In the days since C.M. Newton’s passing last week, the one player most connected with Newton and his basketball legacy has taken time to reflect, not just on an important moment in history but on a 50-year friendship.
Wendell Hudson was interviewed often about signing with the University of Alabama, breaking the color barrier for Crimson Tide basketball and changing the course of the sport in the Deep South in ways that still resonate today. But the story didn’t end when Hudson’s college basketball career concluded in Madison Square Garden in an NIT consolation game in 1973, as historic as that trip to the world’s most famous arena was. Instead, it was simply a transition into a friendship between player and coach that lasted another 45 years.
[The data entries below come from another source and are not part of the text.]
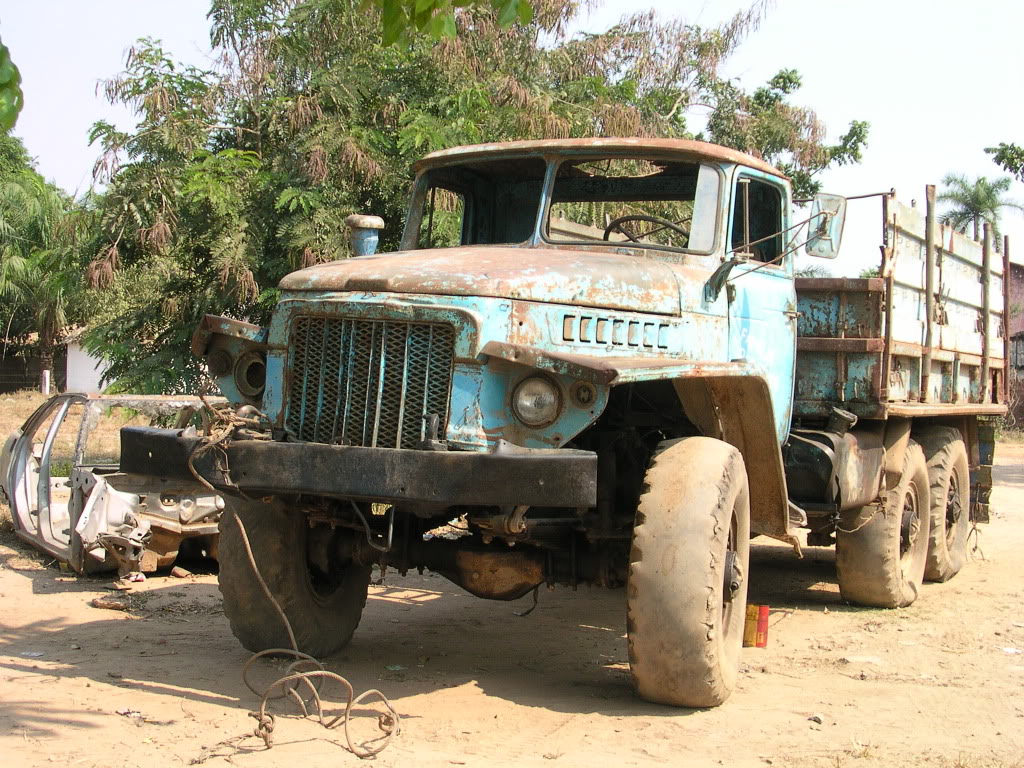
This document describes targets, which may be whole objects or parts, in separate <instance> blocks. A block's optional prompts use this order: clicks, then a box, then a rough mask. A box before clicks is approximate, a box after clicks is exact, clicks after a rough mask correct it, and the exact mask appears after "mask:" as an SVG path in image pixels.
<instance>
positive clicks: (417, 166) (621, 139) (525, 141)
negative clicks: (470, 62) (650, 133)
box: [413, 138, 786, 178]
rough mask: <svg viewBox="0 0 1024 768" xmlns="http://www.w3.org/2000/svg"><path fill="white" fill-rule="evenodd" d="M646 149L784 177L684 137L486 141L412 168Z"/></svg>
mask: <svg viewBox="0 0 1024 768" xmlns="http://www.w3.org/2000/svg"><path fill="white" fill-rule="evenodd" d="M644 151H650V152H651V153H654V154H656V155H659V156H666V155H669V156H671V155H676V154H678V155H680V156H685V157H689V158H706V159H709V160H717V161H721V162H726V163H735V164H737V165H742V166H746V167H748V168H754V169H756V170H759V171H764V172H765V173H770V174H771V175H773V176H778V177H780V178H786V175H785V174H784V173H782V172H781V171H780V170H778V169H777V168H775V167H774V166H772V165H770V164H769V163H766V162H765V161H763V160H759V159H758V158H755V157H754V156H752V155H748V154H745V153H742V152H739V151H738V150H730V148H729V147H728V146H721V145H720V144H711V143H708V142H707V141H693V140H691V139H685V138H559V139H542V140H531V141H500V142H496V143H489V144H469V145H468V146H453V147H452V148H451V150H441V151H439V152H432V153H430V154H429V155H427V156H426V157H425V158H423V160H420V161H419V162H417V163H416V164H415V165H414V166H413V168H414V169H415V170H416V171H418V172H419V171H421V170H423V169H425V168H434V167H437V166H442V165H447V164H449V163H453V162H457V161H460V160H468V159H482V158H490V157H494V158H501V157H510V156H516V155H535V156H536V155H560V154H565V155H590V154H595V153H596V154H602V153H606V152H607V153H616V154H617V153H643V152H644Z"/></svg>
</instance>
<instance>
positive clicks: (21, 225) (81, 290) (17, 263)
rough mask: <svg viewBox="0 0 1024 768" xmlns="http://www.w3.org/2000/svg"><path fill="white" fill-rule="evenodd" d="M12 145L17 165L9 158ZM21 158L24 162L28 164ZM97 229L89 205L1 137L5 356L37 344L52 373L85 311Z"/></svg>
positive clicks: (1, 234) (4, 137)
mask: <svg viewBox="0 0 1024 768" xmlns="http://www.w3.org/2000/svg"><path fill="white" fill-rule="evenodd" d="M9 150H12V153H11V154H13V155H14V158H15V162H14V163H8V162H6V161H8V157H7V155H8V152H7V151H9ZM18 150H20V153H18ZM19 155H20V157H19ZM18 161H24V165H22V167H17V162H18ZM94 231H95V228H94V226H93V222H92V219H91V211H90V210H89V207H88V205H86V204H83V205H76V203H75V201H73V200H72V199H71V198H69V197H68V196H67V195H65V194H63V193H62V191H61V190H60V189H58V188H57V187H55V186H54V185H53V184H50V183H47V182H46V181H45V180H44V179H43V177H42V176H40V175H39V174H38V173H36V172H35V170H33V169H32V168H31V166H30V165H29V163H28V162H27V158H25V156H24V147H22V146H20V142H19V141H17V140H16V139H13V140H12V139H11V137H9V136H8V137H4V140H2V141H0V322H2V323H3V339H4V342H3V343H4V352H5V353H6V352H7V351H8V350H7V347H9V346H10V345H11V344H15V345H17V344H20V345H23V346H25V345H27V344H28V343H29V342H31V343H32V345H33V346H34V347H35V348H36V350H37V351H38V353H39V355H40V357H41V360H42V365H43V370H44V371H48V372H50V373H52V368H53V356H54V351H55V349H56V347H57V345H59V344H60V343H61V342H62V341H63V337H65V334H66V332H67V331H68V329H69V328H70V327H71V326H72V325H74V324H76V323H78V322H80V321H82V319H83V318H84V316H85V314H86V302H85V295H84V287H83V283H82V279H81V273H82V268H83V266H84V264H85V261H86V260H87V259H88V255H89V254H90V253H91V251H92V247H93V243H92V241H91V238H92V237H93V236H92V233H93V232H94ZM51 378H52V376H51Z"/></svg>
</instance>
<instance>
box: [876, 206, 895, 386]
mask: <svg viewBox="0 0 1024 768" xmlns="http://www.w3.org/2000/svg"><path fill="white" fill-rule="evenodd" d="M895 199H896V189H895V188H894V189H893V190H892V191H891V193H889V194H888V195H883V196H882V274H881V276H882V279H883V280H884V281H885V282H886V284H885V285H886V293H885V302H886V304H885V307H884V311H885V323H886V334H885V349H884V350H883V352H882V386H881V387H880V390H881V391H880V392H879V397H880V399H881V400H882V401H883V402H887V401H888V400H889V377H890V371H891V366H892V349H893V248H895V246H896V244H895V241H896V214H893V240H892V242H890V240H889V201H890V200H895Z"/></svg>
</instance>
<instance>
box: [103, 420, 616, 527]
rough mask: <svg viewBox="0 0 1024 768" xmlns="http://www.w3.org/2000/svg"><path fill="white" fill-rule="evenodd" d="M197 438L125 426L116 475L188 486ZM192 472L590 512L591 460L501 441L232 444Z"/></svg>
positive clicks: (295, 491)
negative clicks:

That was the theme on Thursday at Newton’s memorial service at Tuscaloosa’s First Presbyterian Church. There were a few basketball stories, of course, dating to Newton’s days as a player for the legendary Adolph Rupp at Kentucky. The church was full of celebrities from the basketball world, including coaches like John Calipari, Tubby Smith, Billy Donovan, and Avery Johnson.
There were conference commissioners ranging from the current SEC head man Greg Sankey to Roy Kramer, who hired Newton as his basketball coach when he was the athletic director at Vanderbilt. Wildcats and Commodores were well represented, alongside the Crimson Tide and more athletic directors, current and retired, than you could count. But most of the tributes, and the stories told, had more to do with Newton as a mentor, or a friend, a husband and father. He was unfailingly remembered as a gentleman, as a man who combined influence and humility in a rare way.
“I’ve been reflecting and the thing I remembered most was his ability to reach people,” said Hudson, now retired and living in Waco, Texas. “He always made you feel respected, which is why he was so successful as an administrator. People knew he was fair.”
Newton detected the way to reach Hudson from the beginning, he said. Hudson’s coach for much of his career at Birmingham’s Parker High School was the revered but strict William “Cap” Brown. (Brown actually stepped aside to coach football in Hudson’s senior year and the Thundering Herd was coached to the AHSAA championship by Herman Williams.)
“Cap was my coach, so when I got to college, there was no need to yell at me any more,” Hudson said with a smile. “I’d heard it all. So Coach Newton saw that what I needed was to be taught, to be shown what to do. There wasn’t any need to motivate me to play hard but I needed a teacher and that’s what he was to me.
“We never had a disagreement as coach and player. Now, when I came back to be an assistant coach, we’d disagree all the time on basketball things, on how to defend a certain team or just on which coach out there was a better coach. Martin (Newton) spoke earlier about how he would make milkshake bets with his dad, and that’s what we would do, bet a milkshake on which coach had the best team or who would win the Final Four. So we disagreed all the time, but it was always a good-natured disagreement. Sometimes he’d be right, sometimes I’d be right. When I was right, he’d tell me. It was just a great relationship, for 50 years.”